L'attuale prefetto del Dicastero per il Clero, il Card. Lazzaro Tu disse a Omnes che "una persona non è mai sola se cerca di vivere in Dio. Il nostro Dio non è solitudine, è Uno e Trino". Forse questa solitudine è la cassaforte dove è nascosto il tesoro e bisogna trovare la chiave per poter cantare con San Giovanni della Croce: Nella solitudine ha vissuto / e nella solitudine ha già posto il suo nido / e nella solitudine la guida / da sola il suo amato / anche nella solitudine dell'amore ferito.. È una solitudine in cui l'io può staccarsi dall'ego, dall'egocentrismo, dal narcisismo, dall'egoismo, ed entrare nella tenda condivisa con la Trinità, senza maschere o vestiti.
Anche la solitudine o l'isolamento possono portare alle dipendenze. Sì, è un fatto noto sia per le dipendenze da sostanze che per quelle comportamentali (gioco d'azzardo, sesso, pornografia, schermi), perché soddisfano un bisogno di soddisfazione e appagamento.
Come prevenirli? Affinché un sacerdote adulto possa aiutare a prevenirli, può sapere se hanno una predisposizione all'aggancio perché loro o la loro famiglia ha una storia di aggancio, perché sono più impulsivi, hanno una maggiore tendenza a cercare la novità, o perché hanno ansia o umore basso. In questo modo, sarà più vigile e farà attenzione a come affrontare il problema.
Inoltre, avere un interessante progetto di vita personale, con un progetto di vita individuale concreto, con obiettivi e mete che li coinvolgano nel loro sviluppo. Devono essere vivi e non robot senza iniziativa.

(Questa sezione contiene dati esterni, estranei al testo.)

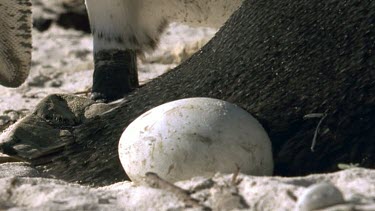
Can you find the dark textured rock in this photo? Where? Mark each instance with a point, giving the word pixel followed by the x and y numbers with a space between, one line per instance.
pixel 279 60
pixel 251 193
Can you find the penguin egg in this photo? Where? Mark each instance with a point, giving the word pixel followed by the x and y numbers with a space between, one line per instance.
pixel 195 137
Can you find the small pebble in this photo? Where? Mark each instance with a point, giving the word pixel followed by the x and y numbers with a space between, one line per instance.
pixel 319 196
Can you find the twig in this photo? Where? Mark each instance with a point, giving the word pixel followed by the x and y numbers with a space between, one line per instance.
pixel 322 116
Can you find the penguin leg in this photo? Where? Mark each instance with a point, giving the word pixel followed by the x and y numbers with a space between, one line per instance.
pixel 115 74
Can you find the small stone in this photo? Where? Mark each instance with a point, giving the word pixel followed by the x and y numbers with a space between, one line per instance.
pixel 319 196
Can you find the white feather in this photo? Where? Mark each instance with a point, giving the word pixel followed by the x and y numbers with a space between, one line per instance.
pixel 138 24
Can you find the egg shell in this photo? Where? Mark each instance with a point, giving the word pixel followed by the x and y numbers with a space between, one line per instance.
pixel 195 137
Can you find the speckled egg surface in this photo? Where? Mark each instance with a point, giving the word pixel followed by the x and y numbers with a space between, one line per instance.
pixel 195 137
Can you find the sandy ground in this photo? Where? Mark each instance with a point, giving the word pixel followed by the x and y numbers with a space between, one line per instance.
pixel 62 63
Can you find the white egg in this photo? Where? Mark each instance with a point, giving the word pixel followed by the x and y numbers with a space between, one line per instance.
pixel 195 137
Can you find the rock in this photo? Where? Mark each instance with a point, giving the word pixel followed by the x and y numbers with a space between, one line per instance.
pixel 195 137
pixel 66 13
pixel 249 192
pixel 18 169
pixel 319 196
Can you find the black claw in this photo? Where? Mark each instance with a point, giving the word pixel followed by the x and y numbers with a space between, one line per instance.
pixel 115 74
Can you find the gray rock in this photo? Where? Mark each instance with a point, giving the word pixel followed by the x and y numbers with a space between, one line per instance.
pixel 18 169
pixel 218 193
pixel 66 13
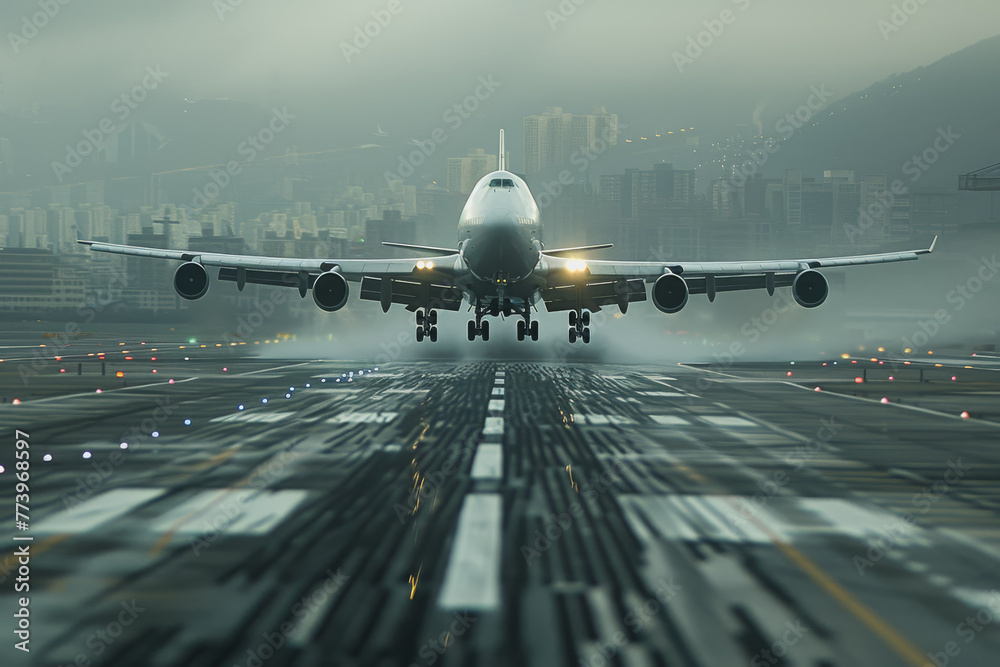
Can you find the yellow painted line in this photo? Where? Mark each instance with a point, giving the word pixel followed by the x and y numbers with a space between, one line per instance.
pixel 218 458
pixel 893 639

Deve tenere i piedi per terra e sapere che è facile sviluppare abitudini dannose con gli schermi, le serie o la pornografia, se non si prende cura di sé. Sono persone normali. Se si prendono cura delle otto dimensioni sopra menzionate, l'efficacia della prevenzione è assicurata.
Come cercare aiuto per uscirne? Tutto quello che deve fare è recarsi da un medico di base, da un centro specialistico pubblico o privato. Nei motori di ricerca internet appaiono immediatamente.
Come una macchina che ha bisogno di tutte e quattro le ruote. Quali sarebbero? Biologici: curare le malattie di base, farmaci per controllare i sintomi. Psicologiche: motivazione al cambiamento, speranza di una vita migliore, di godere di nuovo, di riumanizzarsi, di colmare le proprie carenze e di sviluppare nuove abitudini, nonché regolazione emotiva e strategie di coping. I gruppi di aiuto come gli Alcolisti Anonimi possono essere utili, e ci sono gruppi di tutti i tipi. Atteggiamento personale: riconoscere la realtà, accettarla, essere onesti e sinceri, assumersi le proprie responsabilità. Ambiente: sarà necessario cambiare scenario e relazioni.